The guiding principles for implementing and operating the Intelligence Community (IC) Information Technology Enterprise (ITE) were set forth in a 2013 memorandum from the Director of National Intelligence that was recently released under the Freedom of Information Act.
The purpose of IC ITE (pronounced “eye sight”) is to establish a common information architecture for the entire U.S. intelligence community, thereby fostering integration and making information sharing among agencies the default option.
“Information acquired, collected, or produced by IC elements shall be available for access for all IC missions and functions, subject to applicable legal and policy requirements,” the 2013 DNI memo said.

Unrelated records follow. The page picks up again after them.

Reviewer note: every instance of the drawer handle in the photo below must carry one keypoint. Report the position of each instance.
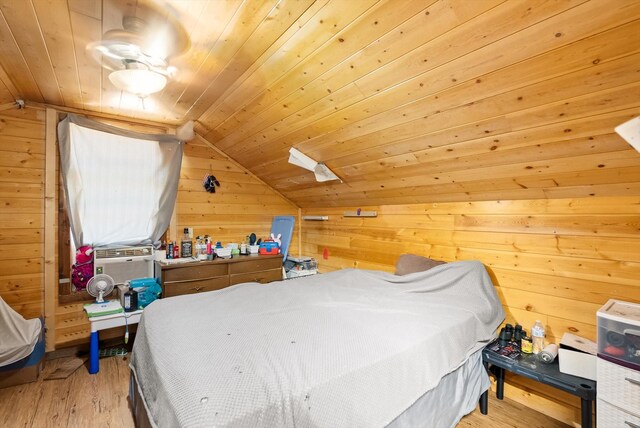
(633, 381)
(182, 281)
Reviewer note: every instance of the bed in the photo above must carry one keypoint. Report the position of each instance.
(352, 348)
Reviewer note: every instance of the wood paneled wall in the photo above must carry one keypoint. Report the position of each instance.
(554, 260)
(22, 164)
(241, 205)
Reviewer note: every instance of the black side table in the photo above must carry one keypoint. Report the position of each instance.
(530, 366)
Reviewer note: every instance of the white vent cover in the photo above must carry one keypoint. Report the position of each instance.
(124, 263)
(630, 131)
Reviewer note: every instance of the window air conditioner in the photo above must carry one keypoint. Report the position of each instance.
(124, 263)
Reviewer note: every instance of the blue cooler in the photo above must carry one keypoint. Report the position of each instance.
(148, 290)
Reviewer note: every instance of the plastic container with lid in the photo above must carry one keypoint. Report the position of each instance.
(619, 333)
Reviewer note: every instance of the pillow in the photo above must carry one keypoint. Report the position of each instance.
(410, 263)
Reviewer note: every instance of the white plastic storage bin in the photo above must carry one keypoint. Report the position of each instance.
(619, 333)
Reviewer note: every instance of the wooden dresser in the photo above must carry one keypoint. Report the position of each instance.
(197, 277)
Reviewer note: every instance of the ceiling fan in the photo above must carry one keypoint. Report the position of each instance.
(138, 54)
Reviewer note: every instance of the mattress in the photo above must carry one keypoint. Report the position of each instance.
(348, 348)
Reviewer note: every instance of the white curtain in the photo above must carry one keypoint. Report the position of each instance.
(121, 186)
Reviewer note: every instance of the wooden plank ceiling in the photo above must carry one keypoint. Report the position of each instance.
(406, 100)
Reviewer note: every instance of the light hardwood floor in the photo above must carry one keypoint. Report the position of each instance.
(85, 401)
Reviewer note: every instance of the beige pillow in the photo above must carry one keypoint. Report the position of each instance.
(410, 263)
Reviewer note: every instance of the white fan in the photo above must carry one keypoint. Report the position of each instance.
(99, 286)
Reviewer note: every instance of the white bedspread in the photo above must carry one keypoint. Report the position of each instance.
(350, 348)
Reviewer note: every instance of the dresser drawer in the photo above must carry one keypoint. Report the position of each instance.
(261, 277)
(619, 386)
(613, 417)
(194, 271)
(257, 264)
(194, 286)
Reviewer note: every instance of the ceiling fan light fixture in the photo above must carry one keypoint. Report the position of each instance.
(140, 82)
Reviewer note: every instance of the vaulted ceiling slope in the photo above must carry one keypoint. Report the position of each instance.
(406, 100)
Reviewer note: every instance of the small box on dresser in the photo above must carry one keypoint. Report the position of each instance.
(619, 365)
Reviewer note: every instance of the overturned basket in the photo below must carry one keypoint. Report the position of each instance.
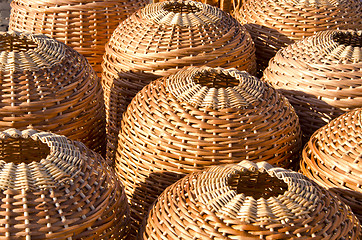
(55, 188)
(51, 87)
(320, 75)
(248, 201)
(196, 118)
(332, 158)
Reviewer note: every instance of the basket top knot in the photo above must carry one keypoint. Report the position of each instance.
(215, 88)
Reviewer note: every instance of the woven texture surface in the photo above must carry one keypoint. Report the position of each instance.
(160, 39)
(275, 23)
(214, 204)
(56, 188)
(321, 76)
(332, 158)
(84, 25)
(196, 118)
(51, 87)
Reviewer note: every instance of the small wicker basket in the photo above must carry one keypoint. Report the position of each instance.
(55, 188)
(248, 201)
(332, 158)
(84, 25)
(51, 87)
(321, 76)
(196, 118)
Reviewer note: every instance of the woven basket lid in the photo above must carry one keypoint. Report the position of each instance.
(55, 188)
(332, 158)
(196, 118)
(51, 87)
(320, 75)
(248, 201)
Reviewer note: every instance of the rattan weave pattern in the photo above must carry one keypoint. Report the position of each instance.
(214, 204)
(196, 118)
(332, 158)
(320, 75)
(55, 188)
(274, 24)
(84, 25)
(51, 87)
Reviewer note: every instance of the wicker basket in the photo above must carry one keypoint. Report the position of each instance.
(158, 41)
(248, 201)
(321, 76)
(196, 118)
(51, 87)
(84, 25)
(274, 24)
(332, 158)
(55, 188)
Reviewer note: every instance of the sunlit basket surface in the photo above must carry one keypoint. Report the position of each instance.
(275, 23)
(51, 87)
(160, 39)
(55, 188)
(332, 158)
(248, 201)
(83, 25)
(321, 76)
(196, 118)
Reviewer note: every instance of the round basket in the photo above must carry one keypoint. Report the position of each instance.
(84, 25)
(159, 40)
(321, 76)
(196, 118)
(51, 87)
(248, 201)
(55, 188)
(332, 158)
(274, 24)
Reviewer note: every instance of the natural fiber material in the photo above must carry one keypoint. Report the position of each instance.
(49, 86)
(159, 40)
(332, 158)
(275, 204)
(196, 118)
(321, 76)
(83, 25)
(274, 24)
(55, 188)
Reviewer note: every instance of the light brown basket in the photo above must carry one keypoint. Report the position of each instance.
(274, 24)
(332, 158)
(84, 25)
(321, 76)
(51, 87)
(160, 39)
(196, 118)
(248, 201)
(55, 188)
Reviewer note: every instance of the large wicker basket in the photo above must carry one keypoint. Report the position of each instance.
(51, 87)
(321, 76)
(274, 24)
(332, 158)
(196, 118)
(160, 39)
(248, 201)
(85, 25)
(55, 188)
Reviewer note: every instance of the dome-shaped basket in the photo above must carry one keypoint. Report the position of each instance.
(248, 201)
(274, 24)
(321, 76)
(84, 25)
(333, 158)
(55, 188)
(160, 39)
(51, 87)
(196, 118)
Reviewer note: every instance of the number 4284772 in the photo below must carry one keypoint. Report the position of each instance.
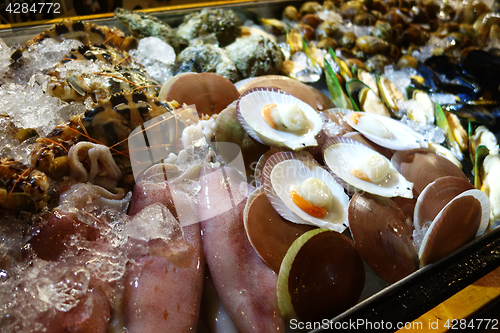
(35, 8)
(475, 324)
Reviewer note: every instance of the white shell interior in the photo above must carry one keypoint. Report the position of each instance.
(341, 158)
(250, 107)
(403, 136)
(290, 173)
(485, 215)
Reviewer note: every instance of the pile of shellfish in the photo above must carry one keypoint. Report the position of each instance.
(285, 200)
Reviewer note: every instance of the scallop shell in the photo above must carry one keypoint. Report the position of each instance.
(361, 138)
(458, 223)
(402, 136)
(382, 236)
(326, 274)
(270, 234)
(312, 96)
(436, 196)
(227, 129)
(423, 166)
(340, 155)
(210, 92)
(286, 169)
(249, 107)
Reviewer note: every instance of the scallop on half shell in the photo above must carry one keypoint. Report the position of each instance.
(453, 224)
(385, 131)
(294, 129)
(290, 175)
(357, 167)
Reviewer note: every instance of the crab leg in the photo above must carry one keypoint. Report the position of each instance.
(164, 295)
(246, 286)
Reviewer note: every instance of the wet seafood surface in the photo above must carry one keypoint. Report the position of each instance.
(193, 199)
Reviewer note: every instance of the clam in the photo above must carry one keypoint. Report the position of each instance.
(267, 231)
(423, 166)
(227, 129)
(490, 176)
(361, 138)
(358, 167)
(321, 276)
(365, 99)
(382, 236)
(386, 132)
(315, 98)
(303, 192)
(262, 162)
(389, 94)
(422, 108)
(211, 93)
(275, 118)
(436, 196)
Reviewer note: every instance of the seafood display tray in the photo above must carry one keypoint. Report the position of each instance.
(403, 301)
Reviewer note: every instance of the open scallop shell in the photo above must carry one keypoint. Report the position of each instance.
(340, 155)
(250, 105)
(287, 169)
(458, 223)
(402, 136)
(270, 234)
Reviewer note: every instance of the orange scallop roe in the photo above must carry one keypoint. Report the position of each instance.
(306, 206)
(266, 115)
(361, 175)
(355, 117)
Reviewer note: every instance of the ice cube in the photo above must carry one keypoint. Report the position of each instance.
(154, 221)
(155, 48)
(5, 59)
(64, 291)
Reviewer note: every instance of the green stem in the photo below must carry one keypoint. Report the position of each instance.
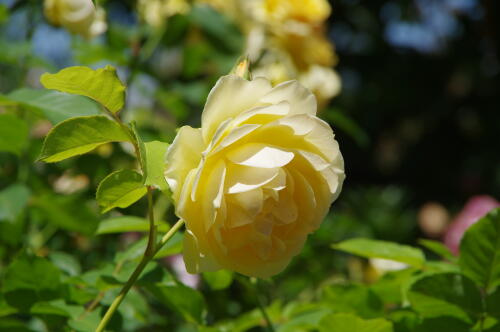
(135, 275)
(261, 305)
(150, 249)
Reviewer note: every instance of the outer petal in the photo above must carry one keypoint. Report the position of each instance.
(183, 155)
(260, 155)
(301, 100)
(230, 96)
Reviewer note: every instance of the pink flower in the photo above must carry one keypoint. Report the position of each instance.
(473, 210)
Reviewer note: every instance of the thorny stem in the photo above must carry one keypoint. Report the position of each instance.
(261, 306)
(135, 275)
(150, 249)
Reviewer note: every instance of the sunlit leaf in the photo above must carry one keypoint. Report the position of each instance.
(13, 134)
(480, 251)
(127, 224)
(102, 85)
(80, 135)
(120, 189)
(155, 165)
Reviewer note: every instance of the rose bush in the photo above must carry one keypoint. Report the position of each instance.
(255, 179)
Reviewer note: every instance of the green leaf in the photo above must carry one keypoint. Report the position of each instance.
(352, 323)
(29, 280)
(382, 249)
(13, 200)
(55, 106)
(303, 316)
(342, 121)
(66, 262)
(441, 324)
(80, 135)
(357, 299)
(480, 251)
(102, 85)
(173, 246)
(446, 294)
(154, 168)
(493, 304)
(13, 134)
(67, 212)
(120, 189)
(182, 299)
(438, 248)
(218, 280)
(86, 324)
(141, 146)
(136, 250)
(127, 224)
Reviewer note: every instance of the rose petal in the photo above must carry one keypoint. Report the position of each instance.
(260, 155)
(213, 192)
(242, 178)
(182, 156)
(195, 260)
(301, 100)
(230, 96)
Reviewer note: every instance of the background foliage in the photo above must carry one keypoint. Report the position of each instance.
(417, 121)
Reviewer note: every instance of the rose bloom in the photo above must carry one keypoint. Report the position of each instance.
(77, 16)
(255, 179)
(475, 208)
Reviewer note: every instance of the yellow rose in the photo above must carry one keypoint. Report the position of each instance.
(255, 179)
(77, 16)
(307, 11)
(156, 12)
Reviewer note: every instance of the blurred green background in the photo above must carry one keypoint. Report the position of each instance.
(417, 120)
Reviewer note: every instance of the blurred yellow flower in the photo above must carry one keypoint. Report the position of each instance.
(308, 11)
(77, 16)
(255, 179)
(286, 40)
(156, 12)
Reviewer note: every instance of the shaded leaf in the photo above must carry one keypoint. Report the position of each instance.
(80, 135)
(13, 134)
(480, 251)
(182, 299)
(29, 280)
(120, 189)
(382, 249)
(352, 323)
(54, 105)
(441, 324)
(438, 248)
(357, 299)
(66, 262)
(219, 279)
(67, 212)
(13, 200)
(102, 85)
(446, 294)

Once available through IC ITE, however, access is still to be limited by need-to-know. “Determinations about access to and use of such information within IC ITE shall continue to be based upon content and mission need.”
Nevertheless, agencies are expected and required to make “their” information available to the larger IC. “Unless a discovery exemption has been obtained, originating IC elements shall authorize and provide for automated discovery and retrieval of intelligence and intelligence-related information in IC ITE.”
“IC ITE moves the IC from an agency-centric IT architecture to a common platform where the Community easily and securely shares technology, information, and resources,” according to an ODNI fact sheet. “These new capabilities, with seamless and secure access to Community-wide information, will positively and deeply change how users communicate, collaborate, and perform their mission.”
IC ITE technically “went live” in 2013, but it is still at an early stage of development.
“The classified annex of the Intelligence Authorization Act for Fiscal Year 2015 required the CIA, DIA, NRO, NGA, and NSA to provide specific plans for adoption of IC ITE-compliant capabilities,” the Senate Intelligence Committee noted in a report earlier this year.